The strictly adult writing of ex-Allen & Overy (A&O) senior associate Deidre Clark is a long way from The Kingdom of the Deep. Having spent two decades doing 70-hour weeks as a corporate lawyer with Simpson Thacher in New York and then A&O in London, Clark suddenly found herself with free time on her hands after a move to A&O’s less hectic Moscow office. She decided to put it to use by embarking on a sexually-charged novel about expat life – written under the pseudonym Deidre Dare. After several months of posting chapters on her website, the A&O management in London got wind of what Clark was doing and dismissed her, leading to a flurry of media attention and an unfair dismissal lawsuit.

“The whole thing was awful – the worst time of my life,” she recalls. “There was this gigantic scandal, my family were very upset, and from January to March it was very bad. But then, as human beings do, I adjusted to the situation.”

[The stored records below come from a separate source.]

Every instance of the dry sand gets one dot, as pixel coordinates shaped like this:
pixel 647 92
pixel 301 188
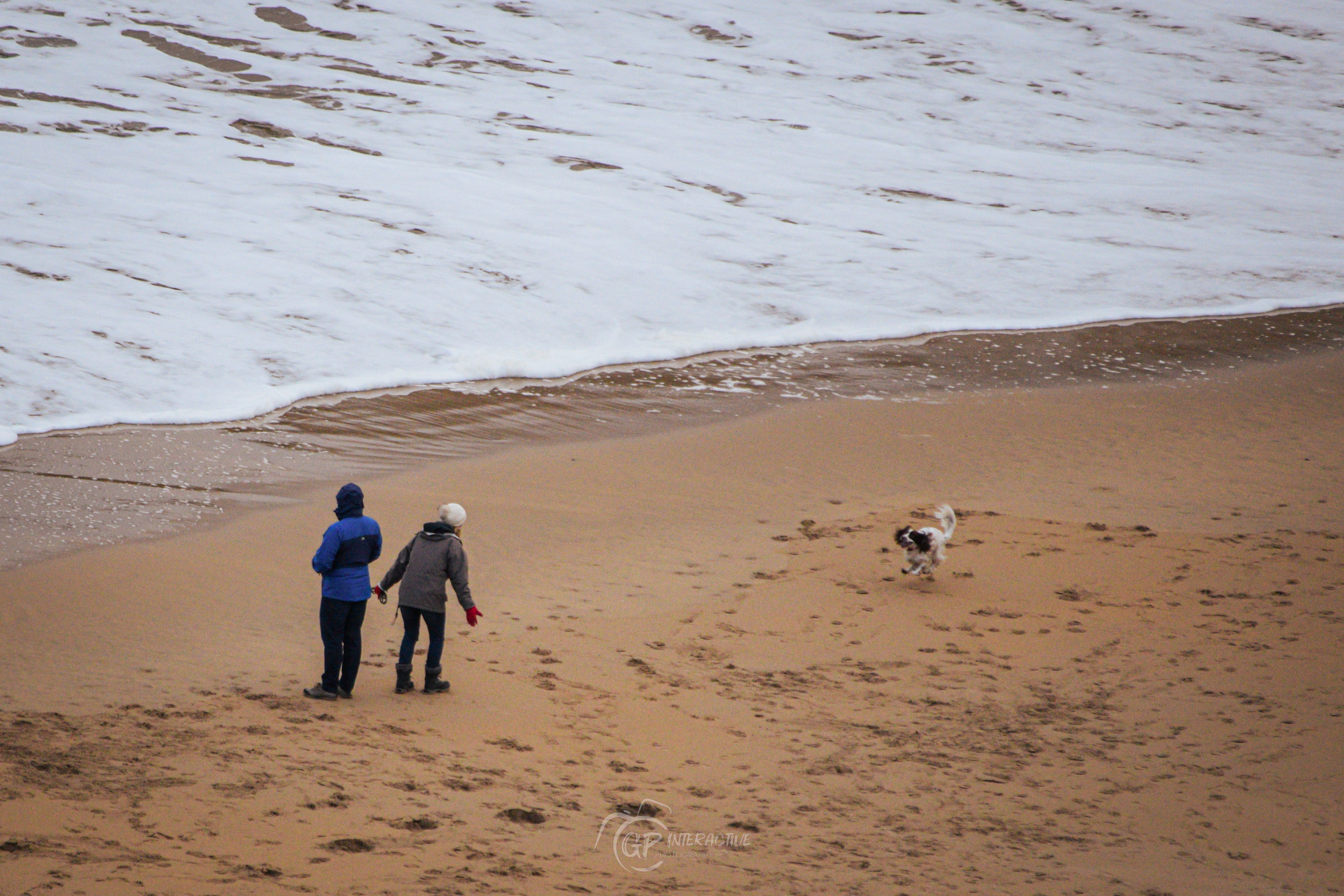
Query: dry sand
pixel 710 618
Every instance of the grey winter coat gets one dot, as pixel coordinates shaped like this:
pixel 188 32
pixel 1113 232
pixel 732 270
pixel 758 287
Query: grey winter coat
pixel 424 567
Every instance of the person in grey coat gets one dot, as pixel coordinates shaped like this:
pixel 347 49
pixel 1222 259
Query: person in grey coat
pixel 425 567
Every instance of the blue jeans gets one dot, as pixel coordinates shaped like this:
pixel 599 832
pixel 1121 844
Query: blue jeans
pixel 433 623
pixel 340 622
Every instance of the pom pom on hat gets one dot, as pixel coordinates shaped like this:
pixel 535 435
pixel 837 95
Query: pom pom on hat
pixel 452 513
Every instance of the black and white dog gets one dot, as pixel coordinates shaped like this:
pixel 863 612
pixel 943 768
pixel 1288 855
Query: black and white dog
pixel 925 547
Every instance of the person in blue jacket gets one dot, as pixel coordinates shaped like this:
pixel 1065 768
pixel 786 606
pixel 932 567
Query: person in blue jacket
pixel 348 546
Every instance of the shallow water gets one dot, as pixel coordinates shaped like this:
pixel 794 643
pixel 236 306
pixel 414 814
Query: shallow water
pixel 69 491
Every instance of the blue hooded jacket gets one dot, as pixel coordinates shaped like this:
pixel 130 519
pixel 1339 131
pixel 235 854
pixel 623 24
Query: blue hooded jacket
pixel 348 546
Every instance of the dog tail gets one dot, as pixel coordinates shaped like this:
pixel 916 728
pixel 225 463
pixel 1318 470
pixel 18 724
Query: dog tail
pixel 948 519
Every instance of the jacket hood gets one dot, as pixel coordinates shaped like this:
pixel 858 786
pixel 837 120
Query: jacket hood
pixel 350 501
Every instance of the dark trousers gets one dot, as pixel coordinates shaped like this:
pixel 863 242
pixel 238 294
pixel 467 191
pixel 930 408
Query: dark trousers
pixel 433 623
pixel 340 622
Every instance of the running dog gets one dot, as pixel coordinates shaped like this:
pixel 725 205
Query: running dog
pixel 925 547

The bright side of all of this was that she attracted an editor and agent for her book and got a weekly column with a Russian English-language newspaper, The Moscow News. The $200 per week that she earns from the column is not quite A&O rates, but it’s just about enough to keep her ticking over while she waits for her book to be published and fights the unfair dismissal case. “I have enough money for a year or so, but I’m still facing a crisis – my hope is that my book will support me,” adds Clark.

How to get published

•Court publicity. Getting into a bust-up with her employer over erotic writing published on a website featuring semi-naked photos of herself worked for Deidre Dare, but it cost her a top-paying job.
•Self-publish. Frank Hinks QC published his first batch of short stories under the name ‘Perronet Press’ – a publishing house he set up himself. After the initial success of those books, Hinks decided to continue self-publishing. His most recent book, The Kingdom of the Deep, was reviewed in both The Guardian and The Telegraph.
•Persevere. “You’ve got to be thick-skinned,” says Andrew Iyer, a partner at Ince & Co and author of two legal thrillers. “I never actually managed to get an agent, but I kept sending out my manuscript and eventually secured a publishing deal directly.”
•Blog. The blogosphere may contain a lot of rubbish, but that means when something good comes along it tends to get noticed, as BabyBarista author Tim Kevan discovered when The Times and two publishing houses came calling after stumbling upon his fictional blog about life at the junior Bar.